ConceptNet infused DialoGPT for Underlying Commonsense Understanding and Reasoning in Dialogue Response Generation
This work addresses the challenge of building dialogue agents with commonsense reasoning capabilities, though it is incremental as it builds on existing models like DialoGPT.
The paper tackles the problem of pre-trained conversational models failing to capture implicit commonsense knowledge in dialogues by injecting external knowledge via Adapter tuning and a two-way learning method, resulting in improved response generation with better-fitting commonsense triplets.
The pre-trained conversational models still fail to capture the implicit commonsense (CS) knowledge hidden in the dialogue interaction, even though they were pre-trained with an enormous dataset.

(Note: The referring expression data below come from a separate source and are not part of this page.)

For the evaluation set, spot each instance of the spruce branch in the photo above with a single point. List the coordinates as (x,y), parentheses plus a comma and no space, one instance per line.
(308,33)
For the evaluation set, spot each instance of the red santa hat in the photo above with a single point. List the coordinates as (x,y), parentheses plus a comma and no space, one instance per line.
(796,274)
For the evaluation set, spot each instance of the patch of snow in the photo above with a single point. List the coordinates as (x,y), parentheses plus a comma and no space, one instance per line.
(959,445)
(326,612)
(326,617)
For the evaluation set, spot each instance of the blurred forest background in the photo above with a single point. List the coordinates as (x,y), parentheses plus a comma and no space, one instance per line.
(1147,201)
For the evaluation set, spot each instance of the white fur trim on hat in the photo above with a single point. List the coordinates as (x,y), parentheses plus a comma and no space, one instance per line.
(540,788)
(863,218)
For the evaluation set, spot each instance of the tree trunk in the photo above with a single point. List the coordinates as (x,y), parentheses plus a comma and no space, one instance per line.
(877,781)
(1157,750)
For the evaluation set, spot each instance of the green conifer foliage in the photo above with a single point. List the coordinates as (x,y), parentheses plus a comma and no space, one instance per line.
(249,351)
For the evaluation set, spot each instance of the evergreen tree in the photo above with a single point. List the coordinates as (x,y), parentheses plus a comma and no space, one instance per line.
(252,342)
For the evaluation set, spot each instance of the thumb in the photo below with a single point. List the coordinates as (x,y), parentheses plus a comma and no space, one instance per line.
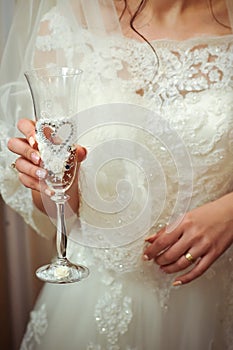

In order to build a dialogue agent with CS capability, we firstly inject external knowledge into a pre-trained conversational model to establish basic commonsense through efficient Adapter tuning (Section 4). Secondly, we propose the ``two-way learning'' method to enable the bidirectional relationship between CS knowledge and sentence pairs so that the model can generate a sentence given the CS triplets, also generate the underlying CS knowledge given a sentence (Section 5). Finally, we leverage this integrated CS capability to improve open-domain dialogue response generation so that the dialogue agent is capable of understanding the CS knowledge hidden in dialogue history on top of inferring related other knowledge to further guide response generation (Section 6). The experiment results demonstrate that CS\_Adapter fusion helps DialoGPT to be able to generate series of CS knowledge. And the DialoGPT+CS\_Adapter response model adapted from CommonGen training can generate underlying CS triplets that fits better to dialogue context.